Tuesday, June 27, 2006

Ex-gay Ministries and the Exodus Conference

You may or may not know that in the 1990s I spent several years in counseling and in church support groups working to change my sexual orientation. I was part of an Exodus affiliated ministry in Texas called Living Hope. Exodus is hosting its annual conference in Marion, Indiana this week and having them so close has brought up some conflicted feelings for me.

I am not sorry for the time I spent with Living Hope. At the time it was the first place I could admit that I was gay (they would call it same-sex attracted). This was before things got so politicized in our society. Efforts focused primarily on strengthening a participant's relationship with God and living as a heterosexual person, either single and celibate or married to someone of the opposite sex (some of the guys had married women even though they were attracted to men). The "getting closer to God" efforts were really helpful for me. They helped me deal with the spiritual abuse of being told from the time I was a small child that my natural feelings made me an "abomination" to God and that I should be stoned outside of the "village."

Living Hope stressed being honest with God about who you were and letting God be honest with you about the same thing.

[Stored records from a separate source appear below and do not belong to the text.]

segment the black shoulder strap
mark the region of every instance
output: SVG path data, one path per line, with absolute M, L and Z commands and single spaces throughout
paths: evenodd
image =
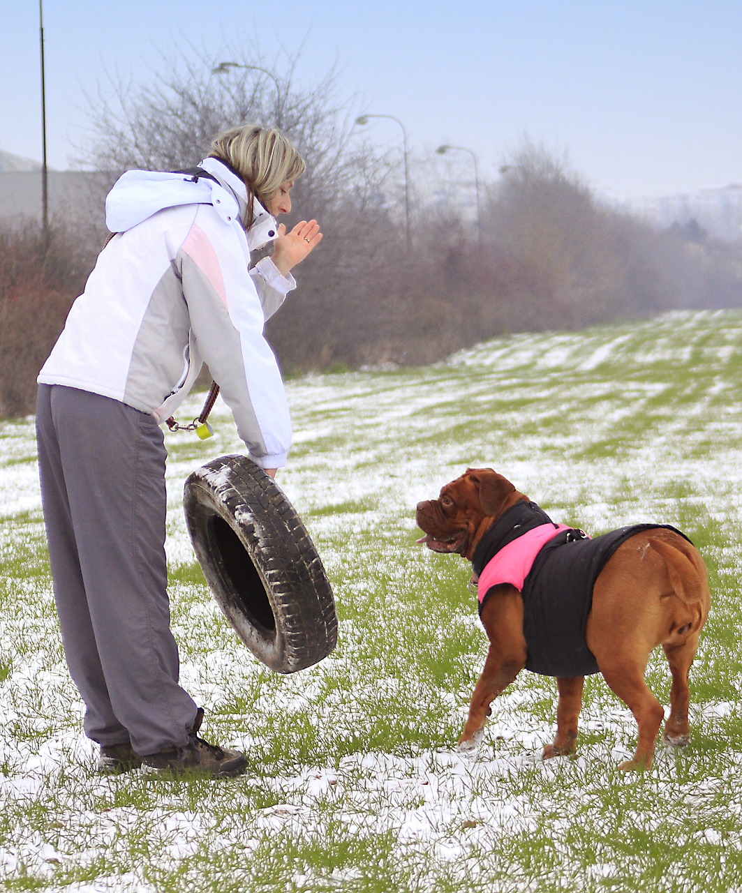
M 185 168 L 183 171 L 171 171 L 171 173 L 185 173 L 193 180 L 194 183 L 198 183 L 199 178 L 204 177 L 206 179 L 213 179 L 215 183 L 218 183 L 219 180 L 214 176 L 214 174 L 209 173 L 208 171 L 205 171 L 203 168 L 192 167 Z

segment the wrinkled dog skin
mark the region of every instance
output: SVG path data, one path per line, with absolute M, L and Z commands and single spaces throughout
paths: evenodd
M 471 561 L 482 538 L 498 520 L 509 509 L 528 502 L 492 469 L 468 469 L 446 484 L 438 499 L 417 505 L 417 522 L 426 533 L 418 542 Z M 502 524 L 507 526 L 508 521 Z M 612 552 L 595 579 L 592 607 L 588 602 L 586 608 L 589 613 L 584 639 L 597 670 L 631 710 L 638 726 L 634 757 L 620 769 L 652 764 L 664 710 L 647 687 L 645 672 L 650 654 L 660 645 L 672 674 L 664 737 L 676 746 L 689 740 L 688 673 L 709 608 L 704 560 L 682 534 L 670 529 L 632 534 Z M 524 600 L 516 586 L 493 588 L 484 600 L 481 619 L 490 645 L 459 742 L 462 751 L 476 747 L 492 702 L 526 667 L 528 657 Z M 584 676 L 557 675 L 557 731 L 544 749 L 544 759 L 574 752 L 584 681 Z

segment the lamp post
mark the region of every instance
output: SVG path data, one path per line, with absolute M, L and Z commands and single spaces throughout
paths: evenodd
M 44 10 L 38 0 L 38 37 L 41 58 L 41 226 L 44 244 L 49 239 L 49 190 L 46 167 L 46 88 L 44 73 Z
M 443 146 L 439 146 L 435 152 L 439 155 L 444 155 L 447 152 L 451 150 L 456 150 L 457 152 L 468 152 L 471 155 L 471 160 L 474 162 L 474 190 L 476 195 L 476 233 L 479 238 L 479 244 L 482 244 L 482 219 L 480 216 L 479 209 L 479 171 L 476 164 L 476 155 L 468 149 L 465 146 L 449 146 L 444 144 Z
M 402 156 L 404 158 L 404 220 L 405 220 L 405 236 L 407 239 L 407 250 L 412 245 L 412 236 L 409 229 L 409 171 L 408 170 L 408 151 L 407 151 L 407 130 L 405 129 L 404 124 L 400 121 L 399 118 L 395 118 L 392 114 L 362 114 L 356 118 L 356 123 L 363 127 L 365 124 L 368 123 L 369 118 L 389 118 L 391 121 L 396 121 L 402 129 Z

And that eventually led me to a place that is much healthier for me.

I do not remember meeting gay people who changed their attractions. I met wonderful people, a few of whom developed relationships with the opposite sex by sublimating their dominant attractions, or in the case of bisexual people ignoring one part of their attractions. Most maintained a stance of constant vigilence in their attempts to stay "straight." For many the group became their family and friends.

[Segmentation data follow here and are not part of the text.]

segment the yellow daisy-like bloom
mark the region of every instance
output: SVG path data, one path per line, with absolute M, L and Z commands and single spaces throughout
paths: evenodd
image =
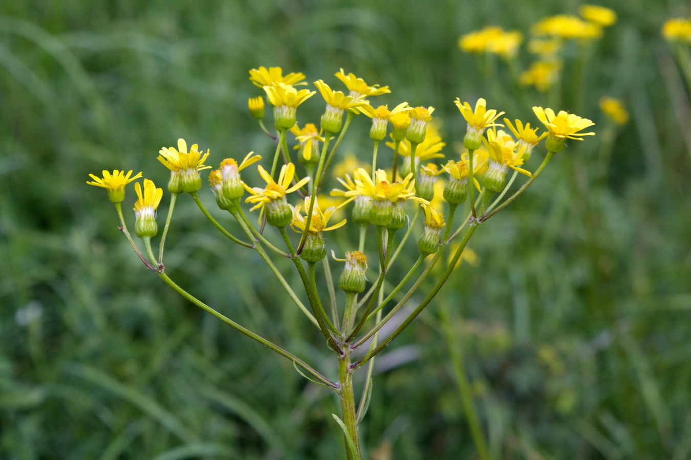
M 343 125 L 343 114 L 346 109 L 356 109 L 368 104 L 364 95 L 346 96 L 343 91 L 334 91 L 323 80 L 317 80 L 314 86 L 326 101 L 326 111 L 321 116 L 321 128 L 328 132 L 338 132 Z
M 121 203 L 125 199 L 125 186 L 142 177 L 142 173 L 138 172 L 133 177 L 130 177 L 132 175 L 131 170 L 126 174 L 124 171 L 118 170 L 114 170 L 112 174 L 105 170 L 102 172 L 103 177 L 90 174 L 93 181 L 87 181 L 86 183 L 105 188 L 108 192 L 108 199 L 113 203 Z
M 608 27 L 616 22 L 616 13 L 614 10 L 598 5 L 581 5 L 578 14 L 586 21 L 602 27 Z
M 477 99 L 475 103 L 475 110 L 467 102 L 461 103 L 459 98 L 454 101 L 456 107 L 460 110 L 463 118 L 468 123 L 468 130 L 463 139 L 463 144 L 466 148 L 475 150 L 482 145 L 482 133 L 484 130 L 491 126 L 502 126 L 498 123 L 495 123 L 497 119 L 504 114 L 503 112 L 498 112 L 495 109 L 487 110 L 487 101 L 483 98 Z
M 252 69 L 249 71 L 249 80 L 256 86 L 263 88 L 264 86 L 271 86 L 274 83 L 282 83 L 286 85 L 306 85 L 306 81 L 301 81 L 305 79 L 305 74 L 301 72 L 293 72 L 283 77 L 283 70 L 280 67 L 260 67 L 258 69 Z
M 158 231 L 156 224 L 156 208 L 163 197 L 163 189 L 156 188 L 153 181 L 144 179 L 144 193 L 139 182 L 134 185 L 139 197 L 134 203 L 135 234 L 140 238 L 155 237 Z
M 691 18 L 672 18 L 662 26 L 662 36 L 670 41 L 691 43 Z
M 558 61 L 537 61 L 520 74 L 520 83 L 524 86 L 535 86 L 545 92 L 559 79 L 562 64 Z
M 310 197 L 305 197 L 305 214 L 310 210 Z M 302 208 L 300 205 L 293 208 L 293 219 L 290 221 L 290 226 L 296 232 L 304 233 L 307 226 L 307 216 L 302 215 L 300 212 L 301 209 Z M 319 201 L 315 199 L 314 208 L 312 211 L 312 219 L 310 221 L 310 229 L 308 231 L 312 233 L 321 233 L 321 232 L 326 232 L 343 227 L 346 225 L 346 220 L 345 219 L 338 223 L 335 223 L 330 227 L 327 227 L 329 219 L 331 219 L 331 216 L 335 211 L 336 208 L 334 206 L 330 206 L 324 210 L 324 211 L 322 211 L 321 208 L 319 208 Z
M 209 157 L 209 150 L 202 156 L 197 144 L 192 144 L 189 151 L 183 139 L 178 139 L 178 150 L 174 147 L 164 147 L 158 151 L 158 161 L 171 170 L 168 191 L 171 193 L 196 192 L 202 188 L 199 171 L 210 169 L 204 161 Z
M 256 203 L 250 208 L 249 211 L 252 212 L 260 208 L 259 221 L 261 222 L 264 215 L 265 209 L 266 209 L 267 221 L 270 225 L 277 227 L 287 225 L 290 221 L 292 211 L 286 201 L 285 195 L 304 186 L 310 181 L 310 178 L 304 177 L 291 187 L 290 183 L 295 176 L 295 165 L 292 163 L 283 165 L 281 168 L 278 181 L 274 181 L 271 174 L 267 172 L 266 170 L 261 167 L 261 165 L 257 167 L 257 170 L 262 179 L 266 181 L 267 186 L 265 188 L 258 187 L 250 188 L 244 182 L 243 183 L 245 190 L 252 194 L 251 196 L 245 199 L 245 202 Z M 286 211 L 287 212 L 287 218 L 286 218 Z M 276 223 L 281 222 L 285 223 L 283 226 L 276 224 Z
M 420 143 L 425 140 L 427 123 L 432 119 L 433 107 L 415 107 L 408 113 L 410 116 L 410 126 L 406 130 L 406 139 L 410 142 Z
M 350 92 L 350 96 L 357 98 L 359 96 L 378 96 L 391 92 L 388 86 L 381 86 L 373 85 L 370 86 L 361 78 L 355 77 L 354 74 L 349 73 L 347 76 L 343 69 L 335 74 L 337 78 L 343 82 L 346 87 Z
M 240 172 L 261 159 L 261 155 L 254 155 L 254 153 L 250 152 L 245 155 L 240 165 L 238 165 L 238 162 L 232 158 L 227 158 L 220 162 L 219 167 L 222 178 L 220 190 L 225 199 L 232 201 L 244 194 L 245 189 L 243 187 L 243 181 L 240 178 Z M 211 181 L 211 176 L 209 180 Z M 218 198 L 218 196 L 216 197 Z
M 629 112 L 624 108 L 621 99 L 603 96 L 600 98 L 600 110 L 618 125 L 625 125 L 629 122 Z
M 300 143 L 294 149 L 300 149 L 299 159 L 301 163 L 312 165 L 319 161 L 319 142 L 324 141 L 324 137 L 316 130 L 316 126 L 312 123 L 305 125 L 301 130 L 295 125 L 290 128 L 295 134 L 295 140 Z
M 533 112 L 547 128 L 549 134 L 556 137 L 583 141 L 583 137 L 576 137 L 576 135 L 595 135 L 594 132 L 578 132 L 595 124 L 587 118 L 581 118 L 564 110 L 560 110 L 559 113 L 554 114 L 554 111 L 549 108 L 543 109 L 542 107 L 533 107 Z
M 523 122 L 520 120 L 517 119 L 515 121 L 515 127 L 509 119 L 504 119 L 504 122 L 507 123 L 507 126 L 518 141 L 518 154 L 523 158 L 524 161 L 527 161 L 530 159 L 533 149 L 538 145 L 538 142 L 547 137 L 547 132 L 545 132 L 538 136 L 537 134 L 538 128 L 531 128 L 529 123 L 527 123 L 524 126 Z
M 274 123 L 279 130 L 292 128 L 295 125 L 298 106 L 316 94 L 316 91 L 310 90 L 299 91 L 280 82 L 263 88 L 269 102 L 274 106 Z
M 603 29 L 596 23 L 586 22 L 576 16 L 557 14 L 536 23 L 533 26 L 533 34 L 565 39 L 591 40 L 602 37 Z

Eventually, it was clear to me (especially after my own attempts at dating the opposite sex) that forming long-term relationships with women was not natural for me and could be disastrous for any poor woman I talked into a marriage. And yet, I did not feel called to be single either. It was a revelation that led me to revisit a lot of the biblical interpretation I'd inherited and ultimately opened me up enough to connect with John, at first as friends and ultimately as the person I want to spend the rest of my life with. If the journey had led me nowhere else but to him, it would have been worth it. But the trip has given me a lot more in terms of strength, faith, and my ability love others and myself.

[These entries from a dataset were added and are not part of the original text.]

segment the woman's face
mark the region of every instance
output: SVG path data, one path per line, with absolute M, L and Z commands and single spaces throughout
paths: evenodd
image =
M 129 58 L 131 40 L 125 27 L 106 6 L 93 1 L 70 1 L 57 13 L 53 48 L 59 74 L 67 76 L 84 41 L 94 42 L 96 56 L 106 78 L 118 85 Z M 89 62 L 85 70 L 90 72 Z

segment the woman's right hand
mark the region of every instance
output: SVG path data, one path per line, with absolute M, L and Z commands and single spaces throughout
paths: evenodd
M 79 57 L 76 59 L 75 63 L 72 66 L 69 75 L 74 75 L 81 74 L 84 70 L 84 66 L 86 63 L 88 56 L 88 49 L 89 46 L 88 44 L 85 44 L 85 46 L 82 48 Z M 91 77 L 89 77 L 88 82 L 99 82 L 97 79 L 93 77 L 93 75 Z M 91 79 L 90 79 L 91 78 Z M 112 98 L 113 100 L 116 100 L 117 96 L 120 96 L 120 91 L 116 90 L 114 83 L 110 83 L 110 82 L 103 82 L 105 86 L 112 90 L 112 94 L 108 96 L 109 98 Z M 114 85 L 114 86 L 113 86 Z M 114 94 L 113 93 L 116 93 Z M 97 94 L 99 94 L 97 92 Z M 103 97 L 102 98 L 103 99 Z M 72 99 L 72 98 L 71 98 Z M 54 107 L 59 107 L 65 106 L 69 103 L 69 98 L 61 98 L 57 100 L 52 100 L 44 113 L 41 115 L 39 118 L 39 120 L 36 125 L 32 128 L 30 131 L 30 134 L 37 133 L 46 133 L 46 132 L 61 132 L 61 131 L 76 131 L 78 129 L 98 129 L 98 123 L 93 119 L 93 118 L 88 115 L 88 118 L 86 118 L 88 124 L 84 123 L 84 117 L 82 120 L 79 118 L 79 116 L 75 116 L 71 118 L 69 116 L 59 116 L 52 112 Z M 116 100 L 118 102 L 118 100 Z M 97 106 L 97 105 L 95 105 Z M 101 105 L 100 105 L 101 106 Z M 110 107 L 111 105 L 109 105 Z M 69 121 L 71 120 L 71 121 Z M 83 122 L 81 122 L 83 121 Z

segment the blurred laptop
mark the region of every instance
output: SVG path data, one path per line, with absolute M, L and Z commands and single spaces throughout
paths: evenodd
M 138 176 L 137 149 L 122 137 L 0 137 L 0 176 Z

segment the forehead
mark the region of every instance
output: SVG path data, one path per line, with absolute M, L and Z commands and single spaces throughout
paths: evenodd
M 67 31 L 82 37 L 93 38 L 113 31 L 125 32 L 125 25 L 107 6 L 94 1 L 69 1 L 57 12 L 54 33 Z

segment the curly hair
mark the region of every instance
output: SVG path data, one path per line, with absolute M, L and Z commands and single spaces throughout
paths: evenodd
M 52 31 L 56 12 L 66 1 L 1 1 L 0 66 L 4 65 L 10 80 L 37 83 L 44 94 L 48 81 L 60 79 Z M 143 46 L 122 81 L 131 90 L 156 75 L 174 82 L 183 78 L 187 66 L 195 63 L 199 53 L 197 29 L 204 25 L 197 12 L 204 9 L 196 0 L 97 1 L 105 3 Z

A good friend of mine says "God doesn't waste anything" and I believe that. So even though a big chunk of Exodus has turned into a political tool for the currently misinformed religious right, I am grateful for my time with them. I know that many, many people had much more abusive experiences with ex-gay ministries--genital shock treatment (a thing of the past I hope), innappropriate relationships, etc.-- but I pray that the good things that were there for me can still lead people like those who attend the conference in Marion this week to a healthier place, however that might look like for them.


3 Comments:

Blogger Citizen D said...

Thanks for the post Troy. I really appreciate hearing your perspective. I cannot specifically identify with your experience, but I can certainly identify with how shamefully christians sometimes treat others. It doesn't sound like that was necessarily the case in this instance. Still, I am not certain I would have as good an attitude about it as you do.

11:54 AM  
Blogger Troy said...

CD, I go back and forth in terms of attitude. I was lucky enough to be raised by Christian parents who taught me to think, seek justice and and love mercy, and that ultimately got me where I needed to be. I worry though about vulnerable gay people who are associated with families and churches who cut them off when they learn about who they really are. These folks become easy targets for abuse from misguided people of all kinds, religious and otherwise. When I think about the suicides and stress that result, my attitude becomes pretty bad.

8:08 AM  
Blogger Stuff said...

This is a rather late comment, but I was running through Jennie's blog roll on a slow afternoon at work and saw this post. Nothing deep to say, but I just really liked this post and your willingness to take what you could from an experience that many would see as totally negative. Good stuff.